Bagaimanapun juga, Anne merupakan simbol suci untuk janji yang hilang dari Nazi terhadap anak-anak yang tewas selama Holocaust. Dialah penoreh dokumen sejarah tentang sisi lain dari manusia; bagian terburuknya.
Tetapi hal yang ingin saya soroti di sini bukanlah perkara kejujuran Anne yang bisa menghanyutkan jiwa mana pun yang membacanya.
Lebih dari itu, saya tertarik tentang bagaimana Anne dapat mempertahankan senyumnya di tengah-tengah kekacauan dengan menulis.
"Bagian terbaiknya adalah aku bisa menuliskan semua pikiran dan perasaanku. Jika tidak, aku akan mati lemas," urainya dalam salah satu entri yang terperinci.
Keajaiban Menulis
Eksistensi setiap manusia bisa jadi ditentukan oleh kemampuannya dalam hal membaca. Realitas adalah "teks" yang senantiasa menuntut dibaca, dan karena itulah mereka yang gagal membaca realitasnya akan terperosok ke dalam jurang gelap peradaban.
Tidak ada jalan keluar untuk itu.

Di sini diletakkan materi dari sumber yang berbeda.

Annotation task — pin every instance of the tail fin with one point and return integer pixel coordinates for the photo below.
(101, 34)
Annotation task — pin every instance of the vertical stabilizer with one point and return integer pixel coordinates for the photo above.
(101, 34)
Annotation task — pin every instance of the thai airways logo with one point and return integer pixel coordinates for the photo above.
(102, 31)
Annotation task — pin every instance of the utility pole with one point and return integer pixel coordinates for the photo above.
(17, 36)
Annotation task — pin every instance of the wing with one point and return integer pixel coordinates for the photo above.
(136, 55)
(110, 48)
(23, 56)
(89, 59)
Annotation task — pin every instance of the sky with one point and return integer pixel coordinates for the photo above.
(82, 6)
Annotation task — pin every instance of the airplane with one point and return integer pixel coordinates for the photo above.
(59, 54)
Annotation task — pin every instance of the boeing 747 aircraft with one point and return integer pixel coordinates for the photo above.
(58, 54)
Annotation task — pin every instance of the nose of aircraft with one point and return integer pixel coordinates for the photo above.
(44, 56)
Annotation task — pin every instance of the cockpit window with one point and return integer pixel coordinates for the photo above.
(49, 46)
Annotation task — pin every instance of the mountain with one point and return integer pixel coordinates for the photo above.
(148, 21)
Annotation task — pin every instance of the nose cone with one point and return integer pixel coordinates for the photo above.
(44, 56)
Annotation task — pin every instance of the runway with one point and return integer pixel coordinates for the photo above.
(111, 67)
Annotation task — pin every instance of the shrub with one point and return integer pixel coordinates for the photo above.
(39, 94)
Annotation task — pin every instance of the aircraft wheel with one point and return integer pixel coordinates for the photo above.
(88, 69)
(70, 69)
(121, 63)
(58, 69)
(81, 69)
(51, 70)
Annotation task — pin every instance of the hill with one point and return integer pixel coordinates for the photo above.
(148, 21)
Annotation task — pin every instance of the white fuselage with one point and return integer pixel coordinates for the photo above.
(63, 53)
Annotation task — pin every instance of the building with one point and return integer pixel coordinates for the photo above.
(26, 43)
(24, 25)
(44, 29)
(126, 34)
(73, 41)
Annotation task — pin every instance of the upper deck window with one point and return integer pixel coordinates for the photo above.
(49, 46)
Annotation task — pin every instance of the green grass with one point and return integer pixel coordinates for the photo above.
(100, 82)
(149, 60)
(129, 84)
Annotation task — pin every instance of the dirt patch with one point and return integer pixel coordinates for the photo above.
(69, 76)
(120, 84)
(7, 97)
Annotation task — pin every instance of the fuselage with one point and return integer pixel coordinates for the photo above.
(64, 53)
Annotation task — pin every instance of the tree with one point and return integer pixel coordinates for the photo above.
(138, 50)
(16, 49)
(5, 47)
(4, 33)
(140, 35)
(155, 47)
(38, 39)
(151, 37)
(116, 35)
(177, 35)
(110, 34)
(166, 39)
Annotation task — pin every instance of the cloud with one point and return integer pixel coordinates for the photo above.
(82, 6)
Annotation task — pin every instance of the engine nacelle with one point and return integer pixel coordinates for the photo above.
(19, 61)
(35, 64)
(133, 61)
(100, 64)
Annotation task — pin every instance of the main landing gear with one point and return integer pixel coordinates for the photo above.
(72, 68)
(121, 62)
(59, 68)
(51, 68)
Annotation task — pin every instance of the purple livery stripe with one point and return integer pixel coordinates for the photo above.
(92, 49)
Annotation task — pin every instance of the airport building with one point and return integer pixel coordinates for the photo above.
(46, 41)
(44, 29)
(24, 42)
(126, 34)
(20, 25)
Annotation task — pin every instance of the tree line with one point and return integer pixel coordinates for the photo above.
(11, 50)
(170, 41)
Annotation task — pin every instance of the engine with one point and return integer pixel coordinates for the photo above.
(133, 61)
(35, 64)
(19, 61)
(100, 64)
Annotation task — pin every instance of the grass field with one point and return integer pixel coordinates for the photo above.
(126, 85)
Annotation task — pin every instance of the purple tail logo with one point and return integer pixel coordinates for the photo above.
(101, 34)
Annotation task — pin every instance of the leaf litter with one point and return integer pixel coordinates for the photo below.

Dalam kata-kata Socrates, "Hidup yang tidak diperiksa adalah hidup yang tidak layak dijalani."
Menulis berarti menuangkan apa yang kita baca dari realitas. Menulis berarti mendokumentasikan apa yang kita pelajari dari kehidupan, memberinya nilai tertentu sesuai dengan apa yang kita pedulikan, dan menjadikannya sebagai cermin keseharian.
Menulis juga merupakan jalan menuju "keabadian" yang mana setiap incinya dipenuhi debu-debu ajaib yang mengagumkan. Tulisan membuat segala sesuatu menjadi "abadi", bahkan ide buruk sekalipun.
Catatan kecil Anne Frank merupakan bukti bahwa menulis adalah semangat keabadian.
Beberapa orang menganggap bahwa menulis itu menyengsarakan pikiran di mana Anda harus duduk sekian lama (hanya) untuk menguraikan kata-kata, dan mungkin saja tidak seorang pun di dunia ini yang menyukai hasilnya.
Tetapi memang itulah keindahan menulis; berada dalam kengerian antara pikiran dan perasaan yang kadang-kadang membuat kita "berdarah-darah" selama beberapa jam.